小川糸さんの本『ツバキ文具店』は代書屋さんの女の子の話。ポッポちゃんは、依頼を受けてお手紙を書きます。ラブレターも、借金を断る手紙も。天国からの手紙まで。いろんな人になりかわっていろんな文体、いろんな書体の手紙を書いていきながら、人と出会い、自分自身と和解していく爽やかな物語。代書する手紙のなかには、絶縁状というのもあって、それよ、私がいま書きたいのは、と思った。

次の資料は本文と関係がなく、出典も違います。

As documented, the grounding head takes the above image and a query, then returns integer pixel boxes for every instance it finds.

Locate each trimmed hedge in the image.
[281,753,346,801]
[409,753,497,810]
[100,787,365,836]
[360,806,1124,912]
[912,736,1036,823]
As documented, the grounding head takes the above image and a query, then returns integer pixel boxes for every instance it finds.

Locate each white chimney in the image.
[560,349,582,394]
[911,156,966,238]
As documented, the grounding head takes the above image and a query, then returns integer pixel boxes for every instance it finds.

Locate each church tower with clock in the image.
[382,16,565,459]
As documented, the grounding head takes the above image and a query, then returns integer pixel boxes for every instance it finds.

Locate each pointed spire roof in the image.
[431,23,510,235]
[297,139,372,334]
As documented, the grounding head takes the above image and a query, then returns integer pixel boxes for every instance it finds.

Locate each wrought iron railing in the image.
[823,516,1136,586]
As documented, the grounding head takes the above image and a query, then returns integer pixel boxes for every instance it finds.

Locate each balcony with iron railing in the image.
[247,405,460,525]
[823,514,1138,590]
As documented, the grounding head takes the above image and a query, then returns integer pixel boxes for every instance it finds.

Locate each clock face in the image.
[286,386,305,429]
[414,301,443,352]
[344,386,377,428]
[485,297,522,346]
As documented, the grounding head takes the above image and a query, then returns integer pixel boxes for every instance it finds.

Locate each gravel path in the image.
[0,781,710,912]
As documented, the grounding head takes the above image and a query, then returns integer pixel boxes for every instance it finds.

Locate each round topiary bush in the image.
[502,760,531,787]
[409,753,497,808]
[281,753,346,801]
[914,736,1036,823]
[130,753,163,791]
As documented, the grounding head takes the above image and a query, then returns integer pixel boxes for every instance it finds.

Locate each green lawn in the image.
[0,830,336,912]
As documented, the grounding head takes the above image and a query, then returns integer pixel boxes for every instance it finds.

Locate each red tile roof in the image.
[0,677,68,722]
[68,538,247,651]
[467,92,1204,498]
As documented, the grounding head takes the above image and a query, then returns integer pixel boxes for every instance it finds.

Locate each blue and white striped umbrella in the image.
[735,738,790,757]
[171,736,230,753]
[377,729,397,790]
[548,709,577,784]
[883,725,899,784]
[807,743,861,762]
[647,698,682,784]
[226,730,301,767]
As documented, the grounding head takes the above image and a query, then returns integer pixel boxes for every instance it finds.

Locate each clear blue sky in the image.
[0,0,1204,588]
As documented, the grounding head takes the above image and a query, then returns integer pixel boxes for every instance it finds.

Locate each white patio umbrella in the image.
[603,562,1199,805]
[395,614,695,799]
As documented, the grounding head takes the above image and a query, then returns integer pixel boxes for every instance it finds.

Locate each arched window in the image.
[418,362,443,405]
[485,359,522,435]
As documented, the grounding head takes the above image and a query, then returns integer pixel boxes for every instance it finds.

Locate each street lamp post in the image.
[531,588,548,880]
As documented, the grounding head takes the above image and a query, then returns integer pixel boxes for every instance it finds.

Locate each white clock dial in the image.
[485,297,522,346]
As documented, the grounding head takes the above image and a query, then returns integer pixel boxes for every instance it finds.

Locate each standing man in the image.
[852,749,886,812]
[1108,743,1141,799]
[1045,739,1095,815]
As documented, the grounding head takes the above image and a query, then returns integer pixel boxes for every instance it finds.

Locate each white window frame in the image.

昔の知り合い。やりとりのなかで、これは絶交しよう、と決めて、絶交宣言のあとは、徹底的に無視していたら、そのうち静かになって、それはそれで絶交成ったみたいなので、もう蒸し返すつもりはないんですが、言ってやりたいことも、言わずに我慢したこともひと山ある。それがむかむかと、胸の底に溜まっている。
なので、徹夜して書いた。絶縁状。

せっかく書いたので、読んで欲しいけど。でも、もしこれを出したら、これを理由に、また何だかんだ言ってこないとも限らないし、男の自尊心なんてやっかいきわまりないし、せっかく向こうは言いたい放題言って、自分なりに理由をつけて納得して、黙っているのだから、そこにまた石を投げ込むようなことはしないほうがいいに決まっている。出しませんけど。
でも、書いたらずいぶんすっきりした。

「メールは、たいへんに侮辱的な内容でしたけど、もしもそれを侮辱と気づかないとしたら、その鈍感さは最悪だわ。私はあなたを嫌いです。」

(プライベートな話は略)

「お金はほしいと思っています。でも、ボランティアのことも、体が大変ななか、せっかく本も売ってあげたのに、なんて恩着せがましいことを言わなくちゃいけないのなら、してはいけません。そうであっても、黙っておくのが礼儀です。それができないならボランティアをしてはいけないと私は思っています。だから、あなたからの支援はお断りします。ボランティアは、どこか別のところでなさってください。」